A: Ja dat moment is hij met zijn piemel in mij geweest. Hij kwam bij mij zitten waar ik lag.
V: Hoe ging dat toen verder?
A: Hij is toen op mij komen liggen.
V: En dan?
A: Hij heeft zijn piemel uit zijn broek gehaald en heeft het in mij in gedaan.
V: Waar in gedaan?
A: In mijn vagina.
V: Is hij erin geweest of er langs geweest?
A: Er in geweest.
V: Wat doet hij vervolgens?
A: Hoe je seks hebt met iemand of zo. Ik had dat niet eerder meegemaakt. Hij maakte ook die bewegingen.
V: Wat kun je nog meer herinneren van die keren dat het gebeurd is?
A: Zijn moeder lag in het ziekenhuis omdat ze was gevallen. We gingen eten geven aan de kat. Hij zat naast mij op de bank en zat aan mijn borsten.
Hij is toen weer in mij gekomen. Hij heeft mij weer lopen vingeren en alles.
A: Hij ging mij eerst vingeren.
O: Aangever laat met haar hand zien dat hij eerst op haar vagina zat. En daarna er pas in.
V: Ik zie dat je je hand zo als een kom houdt. Heeft hij je toen tussen of op je vagina aangeraakt?
A: Ja er wel tussen de schaamlippen en daarna erin.
V: Hij heeft jou gevingerd en toen?
A: Hij deed toen zijn penis uit zijn broek. Ik zag niet dat hij dat deed maar ik voelde het.
V: Hoe weetje dat het zijn penis was?
A: Vingers zijn dun dus ik voelde wel dat het zijn penis was.
V: Hij ging er daarna in zeg je. Waar in?
A: In mijn vagina.
A: Ik weet sowieso wel dat het vaker is gebeurd. Het is gebeurd als ik alleen met hem thuis was. Ik weet dat het in mijn bed, mijn moeders bed en in mijn broertjes bed is gebeurd.
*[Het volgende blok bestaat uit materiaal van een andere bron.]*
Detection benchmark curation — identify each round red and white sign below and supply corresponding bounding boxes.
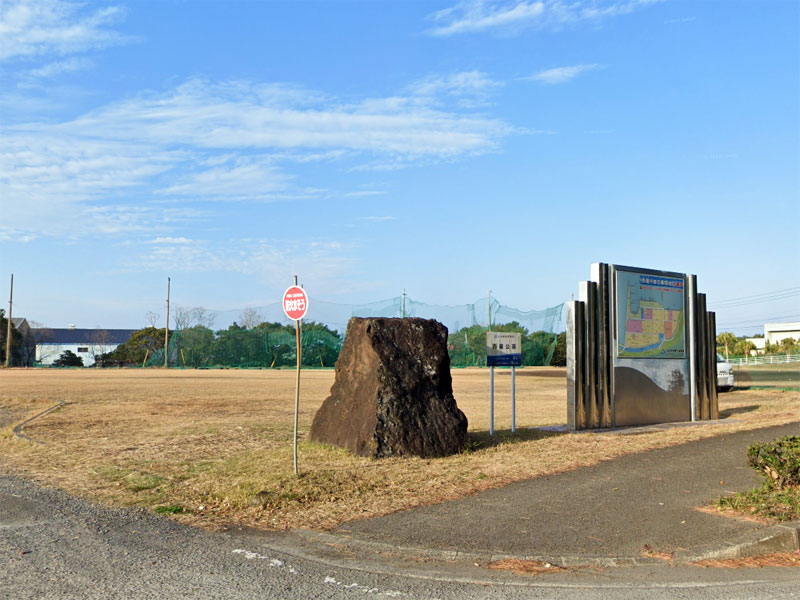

V: Wanneer is de laatste keer geweest dat het seksueel misbruik plaatsvond?
A: Ook bij oma. Dat was ook de laatste keer.
V: Hoe lang geleden was dit?
A: Twee jaar geleden ongeveer. Toen ik dertien of veertien was.
Een proces-verbaal van verhoor van de verdachte [verdachte] , opgemaakt op 18 december 2024, voor zover inhoudende:
V: Vertel maar wat wil je zeggen?
A: Ik wil toch vertellen wat er bij mijn moeder is gebeurd, wat er thuis is gebeurd en op de camping.
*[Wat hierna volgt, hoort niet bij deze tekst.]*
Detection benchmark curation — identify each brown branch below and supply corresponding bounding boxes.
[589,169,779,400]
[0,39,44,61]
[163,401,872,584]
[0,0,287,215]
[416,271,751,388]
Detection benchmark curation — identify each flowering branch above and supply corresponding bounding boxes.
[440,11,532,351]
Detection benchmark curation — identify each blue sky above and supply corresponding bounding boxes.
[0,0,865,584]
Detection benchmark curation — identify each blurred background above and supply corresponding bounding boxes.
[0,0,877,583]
A: Het laatste was bij mijn moeder.
V: Wat is er dan gebeurd?
A: dat ik haar toen wel gevingerd heb.
V: Weet je wanneer dit is geweest?
A: Ik weet het niet zeker, ik geloof begin 2023.
V: Wat is er gebeurd toen?
A: Mijn moeder lag in het ziekenhuis en was gevallen. Wij, [slachtoffer] en ik, gingen haar kat verzorgen. Vervolgens is dat gebeurd.
V: Je vertelde dat het op meerdere plekken gebeurd is wat kun je daar over vertellen?
A: Thuis is het ook gebeurd. Dit was op de [straat] . Ik heb haar toen ook gevingerd.
V: Je zegt dat het ook gebeurd is bij de [plaats] . Wat kan je daar over verklaren.
A: Toen heb ik haar ook gevingerd.
V: Wanneer is de eerste keer geweest en hoe oud was [slachtoffer] toen?
A: 13 à 14 jaar oud.
V: En de laatste keer?
A: Dat was bij mijn moeder.
Een geschrift, te weten het gespreksverslag van de Raad voor de Kinderbescherming, voor zover inhoudende:
Bron: persoonlijk gesprek [slachtoffer] , gesproken op 28 juni 2024 in de rechtbank in
Lelystad.
[slachtoffer] vertelt dat zij nare ervaringen heeft meegemaakt op het gebied van seksualiteit.